Training: [SOLD OUT] Architecture Without an End State
What you'll learn, and how you can apply it
By the end of this two-day training course, you'll understand:
- How to design systems that can evolve over time in the face of technological and business change
- When the “single system of record” pattern applies and when it does not
- How to separate concerns for better information hiding
- Ways to isolate information to allow independent change
- Why aiming for the “end state” never works and what to do about it
And you'll be able to:
- Combine microservices with legacy systems
- Make your systems glide smoothly from web to mobile to chat apps
- Build systems in simpler pieces that can be recombined and recomposed to enable new business capabilities, all without running afoul of YAGNI
Abstract
Architecture plans in enterprises tend to resemble late-night infomercials. First, you see a person or system that seems incapable of survival—a situation that can be immediately rectified if you just buy into the product. (One popular infomercial shows incompetent people mangling tomatoes transitioning into Ginsu-wielding sous chefs; similarly, the architecture pitch starts with hideous complexity then moves to clean orthogonal box diagrams.) Operators are always standing by.

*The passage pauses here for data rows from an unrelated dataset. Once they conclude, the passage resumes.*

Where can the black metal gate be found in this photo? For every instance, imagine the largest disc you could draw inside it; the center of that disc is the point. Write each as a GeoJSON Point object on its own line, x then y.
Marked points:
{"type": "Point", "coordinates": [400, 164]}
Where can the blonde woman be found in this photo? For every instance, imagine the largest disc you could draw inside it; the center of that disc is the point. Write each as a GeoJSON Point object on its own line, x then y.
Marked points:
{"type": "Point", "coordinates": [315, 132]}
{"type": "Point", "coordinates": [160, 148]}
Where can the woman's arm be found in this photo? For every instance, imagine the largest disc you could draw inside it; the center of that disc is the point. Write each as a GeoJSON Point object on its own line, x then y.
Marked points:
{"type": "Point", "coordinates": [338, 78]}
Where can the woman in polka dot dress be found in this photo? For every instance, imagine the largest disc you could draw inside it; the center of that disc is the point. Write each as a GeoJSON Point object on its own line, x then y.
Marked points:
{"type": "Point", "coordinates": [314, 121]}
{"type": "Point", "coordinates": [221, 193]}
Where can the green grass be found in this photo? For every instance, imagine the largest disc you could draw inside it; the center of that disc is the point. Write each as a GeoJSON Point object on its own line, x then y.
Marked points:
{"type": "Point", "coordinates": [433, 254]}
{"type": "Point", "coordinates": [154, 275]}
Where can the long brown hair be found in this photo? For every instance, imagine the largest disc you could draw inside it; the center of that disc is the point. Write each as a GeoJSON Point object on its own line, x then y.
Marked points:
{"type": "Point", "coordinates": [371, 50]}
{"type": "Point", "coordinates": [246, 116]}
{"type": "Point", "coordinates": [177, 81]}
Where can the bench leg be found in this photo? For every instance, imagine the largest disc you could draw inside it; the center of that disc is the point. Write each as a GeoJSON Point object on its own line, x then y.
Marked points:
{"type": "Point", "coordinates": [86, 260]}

Real architecture never reaches that blissful end state. Something always interrupts the program: businesses change, technology changes, or funding dries up. What would happen if you did reach the end state, anyway? Is IT in the company done? Of course not.
The truth is that there is no end state. We must all learn to build systems that evolve and grow. We need to stop aiming for the end state and understand that change is continuous. We cannot predict the details, but we can learn the general patterns.
Michael Nygard demonstrates how to design and architect systems that admit change—bending and flexing through time. Using a blend of information architecture, technical architecture, and some process change, Michael walks you through examples of rigid systems to show how to transform them into more maneuverable architecture.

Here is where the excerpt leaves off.